The same traces generated for debugging power continuous production validation. Online evaluations run on traces you're already capturing. You can run checks on every trace or sample strategically:

• Trajectory checks: Flag unusual tool call patterns
• Efficiency monitoring: Detect performance degradation trends
• Quality scoring: Run LLM-as-judge on production outputs
• Failure alerts: Surface errors before user reports

This surfaces issues in real-time, validating that development behavior holds in production.

Traces → ad-hoc insights

When a trace contains 100,000+ lines of data or a thread spans dozens of turns, manual inspection becomes impossible. This is where AI-assisted analysis helps you query traces and threads to:

• Surface usage patterns across many agent executions
• Identify common failure modes and inefficiencies
• Explain specific decisions: "Why did the agent call this tool at this step?"
• Compare successful vs. failed executions to find patterns

For example, recently we were investigating why an agent was taking inefficient paths.
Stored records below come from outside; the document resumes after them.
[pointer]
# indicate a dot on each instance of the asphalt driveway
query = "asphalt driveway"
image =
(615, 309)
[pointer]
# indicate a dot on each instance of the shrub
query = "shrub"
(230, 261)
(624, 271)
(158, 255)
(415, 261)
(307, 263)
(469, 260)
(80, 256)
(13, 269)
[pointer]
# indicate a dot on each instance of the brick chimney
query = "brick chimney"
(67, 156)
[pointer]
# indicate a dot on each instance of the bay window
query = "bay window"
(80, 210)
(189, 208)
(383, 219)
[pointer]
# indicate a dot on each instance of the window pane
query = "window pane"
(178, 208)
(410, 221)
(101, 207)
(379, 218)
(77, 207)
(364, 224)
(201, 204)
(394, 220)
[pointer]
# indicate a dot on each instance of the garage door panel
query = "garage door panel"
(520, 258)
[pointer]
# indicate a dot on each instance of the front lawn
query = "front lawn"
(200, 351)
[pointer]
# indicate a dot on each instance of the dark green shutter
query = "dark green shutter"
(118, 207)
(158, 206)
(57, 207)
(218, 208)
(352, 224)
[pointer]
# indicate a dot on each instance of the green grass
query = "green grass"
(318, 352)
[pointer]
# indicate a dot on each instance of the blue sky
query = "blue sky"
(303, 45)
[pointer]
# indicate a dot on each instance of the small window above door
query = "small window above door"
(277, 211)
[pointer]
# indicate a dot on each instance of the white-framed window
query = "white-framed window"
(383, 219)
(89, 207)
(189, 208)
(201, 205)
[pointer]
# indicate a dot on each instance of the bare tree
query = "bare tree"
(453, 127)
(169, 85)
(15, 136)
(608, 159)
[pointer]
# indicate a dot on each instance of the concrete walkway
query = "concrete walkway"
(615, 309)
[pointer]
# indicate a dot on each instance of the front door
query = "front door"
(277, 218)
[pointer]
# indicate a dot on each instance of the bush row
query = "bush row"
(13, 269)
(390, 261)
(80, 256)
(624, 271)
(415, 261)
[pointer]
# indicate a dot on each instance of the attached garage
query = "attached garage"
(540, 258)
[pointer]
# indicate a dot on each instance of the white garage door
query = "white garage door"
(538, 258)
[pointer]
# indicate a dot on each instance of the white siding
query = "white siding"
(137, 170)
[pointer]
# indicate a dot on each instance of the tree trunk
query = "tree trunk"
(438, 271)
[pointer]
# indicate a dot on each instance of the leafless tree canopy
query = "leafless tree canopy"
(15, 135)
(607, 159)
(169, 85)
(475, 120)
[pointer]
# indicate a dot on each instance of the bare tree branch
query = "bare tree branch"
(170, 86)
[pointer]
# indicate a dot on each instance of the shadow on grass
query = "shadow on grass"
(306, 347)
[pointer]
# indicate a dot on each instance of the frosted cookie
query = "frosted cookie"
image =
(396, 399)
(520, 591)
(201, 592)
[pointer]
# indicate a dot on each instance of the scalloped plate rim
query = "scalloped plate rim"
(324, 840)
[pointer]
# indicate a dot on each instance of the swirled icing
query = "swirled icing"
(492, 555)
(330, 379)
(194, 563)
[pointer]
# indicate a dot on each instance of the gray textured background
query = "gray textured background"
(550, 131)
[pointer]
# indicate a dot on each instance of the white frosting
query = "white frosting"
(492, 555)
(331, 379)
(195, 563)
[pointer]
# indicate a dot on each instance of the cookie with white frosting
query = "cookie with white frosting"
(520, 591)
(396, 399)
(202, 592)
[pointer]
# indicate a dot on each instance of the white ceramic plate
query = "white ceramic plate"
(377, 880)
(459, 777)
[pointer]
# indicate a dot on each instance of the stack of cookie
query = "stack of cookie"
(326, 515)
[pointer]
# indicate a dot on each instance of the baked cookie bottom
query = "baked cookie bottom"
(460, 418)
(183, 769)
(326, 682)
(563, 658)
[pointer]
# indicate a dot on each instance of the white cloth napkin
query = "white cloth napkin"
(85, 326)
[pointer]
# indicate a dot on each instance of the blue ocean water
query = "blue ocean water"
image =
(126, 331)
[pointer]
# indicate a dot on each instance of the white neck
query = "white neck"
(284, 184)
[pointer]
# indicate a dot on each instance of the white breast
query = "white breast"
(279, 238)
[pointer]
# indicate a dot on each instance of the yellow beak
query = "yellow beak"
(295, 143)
Instead of manually reading 150-step traces, we used an AI assistant which identified that the agent was calling read_file multiple times on the same file instead of storing content in context. The fix was a simple prompt adjustment (whereas spotting this pattern manually would have taken hours).

What this means for teams building agents

The teams shipping reliable agents have embraced the shift from debugging code to debugging reasoning. Traditional software separated tracing (for debugging) and testing (for validation). Now that we're debugging non-deterministic reasoning across long-running, stateful processes, these practices converge. You need reasoning traces to evaluate agent behavior, and you need systematic evaluation to make sense of traces.

The teams that adopt both practices together, from day one, will be the ones shipping agents that actually work.